There are certain movements that you shouldn't do in the first eight weeks. For example, you shouldn't cross your legs or twist your hip inwards and outwards. Your physiotherapist will give you further advice and tips to protect your hip.

You should be able to move around your home and manage stairs. You will find some routine activities, such as shopping, difficult for a few weeks and will need to ask for help. You will need to use crutches for about four to six weeks.

You may be asked to continue wearing your compression stockings for a few weeks at home.

You can usually return to light work after about six weeks. But if your work involves a lot of standing or lifting, you may need to stay off for longer.

Follow your surgeon's advice about driving, as the length of time before you are fit to drive will depend on several factors, including which leg has been operated on and whether your car is automatic.

Hip Resurfacing Possible Risks

Hip resurfacing is commonly performed and generally safe. However, in order to make an informed decision and give your consent, you need to be aware of the possible side-effects and the risk of complications.

Side-effects

These are the unwanted but mostly temporary effects of a successful procedure, for example feeling sick as a result of the general anaesthetic.

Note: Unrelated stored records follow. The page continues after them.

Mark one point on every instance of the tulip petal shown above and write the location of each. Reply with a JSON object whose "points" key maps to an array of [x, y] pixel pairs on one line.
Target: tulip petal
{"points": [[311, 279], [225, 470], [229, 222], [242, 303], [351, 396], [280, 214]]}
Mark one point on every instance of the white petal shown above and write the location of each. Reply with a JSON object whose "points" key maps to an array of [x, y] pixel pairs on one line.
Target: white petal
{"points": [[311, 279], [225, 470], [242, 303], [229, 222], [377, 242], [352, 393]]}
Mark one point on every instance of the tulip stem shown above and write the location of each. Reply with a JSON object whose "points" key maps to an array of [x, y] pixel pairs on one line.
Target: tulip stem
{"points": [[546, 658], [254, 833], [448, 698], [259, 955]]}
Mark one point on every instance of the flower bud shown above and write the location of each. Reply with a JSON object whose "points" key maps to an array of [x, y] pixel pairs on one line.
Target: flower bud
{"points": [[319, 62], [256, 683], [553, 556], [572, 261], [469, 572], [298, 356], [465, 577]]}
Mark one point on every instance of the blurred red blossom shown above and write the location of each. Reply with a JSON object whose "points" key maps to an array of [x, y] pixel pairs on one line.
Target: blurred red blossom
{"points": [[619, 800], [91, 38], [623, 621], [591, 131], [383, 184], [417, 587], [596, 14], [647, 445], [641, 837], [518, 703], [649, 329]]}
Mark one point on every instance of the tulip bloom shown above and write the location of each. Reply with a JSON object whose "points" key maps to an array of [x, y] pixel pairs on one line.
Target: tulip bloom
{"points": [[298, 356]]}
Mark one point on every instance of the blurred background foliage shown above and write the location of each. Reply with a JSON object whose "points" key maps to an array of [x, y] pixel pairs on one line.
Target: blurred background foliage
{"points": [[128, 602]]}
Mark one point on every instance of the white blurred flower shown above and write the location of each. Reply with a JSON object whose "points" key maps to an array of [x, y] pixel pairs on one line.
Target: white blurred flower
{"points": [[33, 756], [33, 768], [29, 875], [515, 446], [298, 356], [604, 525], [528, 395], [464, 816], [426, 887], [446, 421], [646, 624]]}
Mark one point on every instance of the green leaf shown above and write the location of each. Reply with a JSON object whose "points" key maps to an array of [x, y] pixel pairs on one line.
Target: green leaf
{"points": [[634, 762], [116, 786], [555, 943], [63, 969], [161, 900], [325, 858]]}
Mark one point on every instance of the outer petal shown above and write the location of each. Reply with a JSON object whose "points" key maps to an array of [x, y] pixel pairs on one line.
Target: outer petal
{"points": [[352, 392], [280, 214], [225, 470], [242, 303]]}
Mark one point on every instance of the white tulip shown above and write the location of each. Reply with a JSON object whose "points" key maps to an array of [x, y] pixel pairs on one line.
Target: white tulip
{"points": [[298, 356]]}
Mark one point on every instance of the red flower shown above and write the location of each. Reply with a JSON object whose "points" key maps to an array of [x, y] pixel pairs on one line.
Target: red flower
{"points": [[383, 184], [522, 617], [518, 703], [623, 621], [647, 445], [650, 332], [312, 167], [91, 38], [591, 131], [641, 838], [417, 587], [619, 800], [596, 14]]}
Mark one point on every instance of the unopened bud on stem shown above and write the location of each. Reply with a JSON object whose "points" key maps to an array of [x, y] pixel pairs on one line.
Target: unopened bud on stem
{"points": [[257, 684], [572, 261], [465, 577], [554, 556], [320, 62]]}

Your hip joint will feel sore for several weeks and you may have some pain and swelling.

Complications

This is when problems occur during or after the operation. Most people are not affected. The possible complications of any operation include an unexpected reaction to the anaesthetic, infection, excessive bleeding or developing a blood clot, usually in a vein in the leg (deep vein thrombosis, DVT).

Complications specific to hip resurfacing are listed below:

  • Joint dislocation - this is rare but if your hip comes out of joint you may need another operation to correct this.
  • Difference in length - your leg may be slightly shorter or longer, and you may need to wear a raised shoe on the shorter side to correct your balance.
  • Hip fracture - tiny cracks can occur in your bone while fitting the new surfaces. These usually heal, but sometimes the bone can fracture and require further surgery.
  • Loosening - the metal surfaces may become loose from your bone and you may need further surgery to correct this.

The exact risks are specific to you and differ for every person, so we have not included statistics here. Ask your surgeon to explain how these risks apply to you.